If I were making this for dinner guests, I think I’d use the creamier Arborio rice – but for breakfast or a midnight snack – my favorite rice pudding moments – I think I’d use the heartier brown rice. I’ve never cooked with soy milk before – I was expecting something a bit sour – too hippy happy granola crunchy to be really good – but I was surprised at the extra depth it gave the pudding. A perfect set up for the bass note of the marinated figs.

When Augustin gets off the all milk diet, he can pick his own favorite food. For now, this is at the top of my/his/our list.


Soy Milk Rice Pudding with Drunken Figs

(adapted from Food and Wine, October 2009 - here's the original recipe)

1 cup boiling water
Pinch of sea salt
½ cup Arborio rice (or if you are feeling granola crunchy hippy happy, use round brown rice – to be found at a health food store)
2 cups plain soy milk
3 tablespoons Demerara or Turbinado sugar
8 small dried figs, quartered
2 tablespoons of Calvados (or Applejack)

In a small saucepan, bring water to a boil, add rice, lower heat, and simmer over until most of the water has been absorbed (about 10-12 minutes). In the meantime, combine figs, sugar and Calvados in a small bowl, set aside.
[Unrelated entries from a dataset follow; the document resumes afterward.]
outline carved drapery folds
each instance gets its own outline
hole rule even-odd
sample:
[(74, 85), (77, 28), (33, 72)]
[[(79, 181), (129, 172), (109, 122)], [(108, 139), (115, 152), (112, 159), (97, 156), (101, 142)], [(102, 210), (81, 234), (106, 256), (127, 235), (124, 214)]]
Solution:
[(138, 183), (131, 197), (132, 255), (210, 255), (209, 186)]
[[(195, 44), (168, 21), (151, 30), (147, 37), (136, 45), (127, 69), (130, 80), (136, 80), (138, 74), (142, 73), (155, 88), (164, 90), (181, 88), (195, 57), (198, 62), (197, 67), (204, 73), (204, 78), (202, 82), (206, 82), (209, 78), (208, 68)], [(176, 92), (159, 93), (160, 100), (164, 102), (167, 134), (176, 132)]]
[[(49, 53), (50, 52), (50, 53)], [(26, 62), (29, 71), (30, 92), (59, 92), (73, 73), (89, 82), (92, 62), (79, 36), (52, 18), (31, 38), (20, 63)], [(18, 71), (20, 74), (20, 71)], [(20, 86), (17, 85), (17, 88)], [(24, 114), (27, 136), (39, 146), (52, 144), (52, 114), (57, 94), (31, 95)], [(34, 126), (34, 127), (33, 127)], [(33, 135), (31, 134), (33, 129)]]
Keeping the heat low, add 1/3 cup soy milk, stir constantly until almost absorbed. Continue adding the soy milk, 1/3 cup at a time, and stirring constantly until it is absorbed between additions. This is basically a risotto technique – be prepared for a half hour of constant stirring. I find it very zen-like. Relaxing. Add the fig mixture at the 20 minute mark. The pudding is done when the rice is tender and you still have a very loose but creamy liquid in the pot (if you let too much milk evaporate, the pudding will dry out when cooled.)

Spoon into 4 small ovenproof ramekins and serve hot or cold. I like my rice pudding from the fridge – but no matter what you do, an ugly skin forms on top. My solution – add an extra sprinkle of Demerara sugar to the top, and broil it for a minute like a crème brulée – you get a great contrast between creamy cold and crackling hot!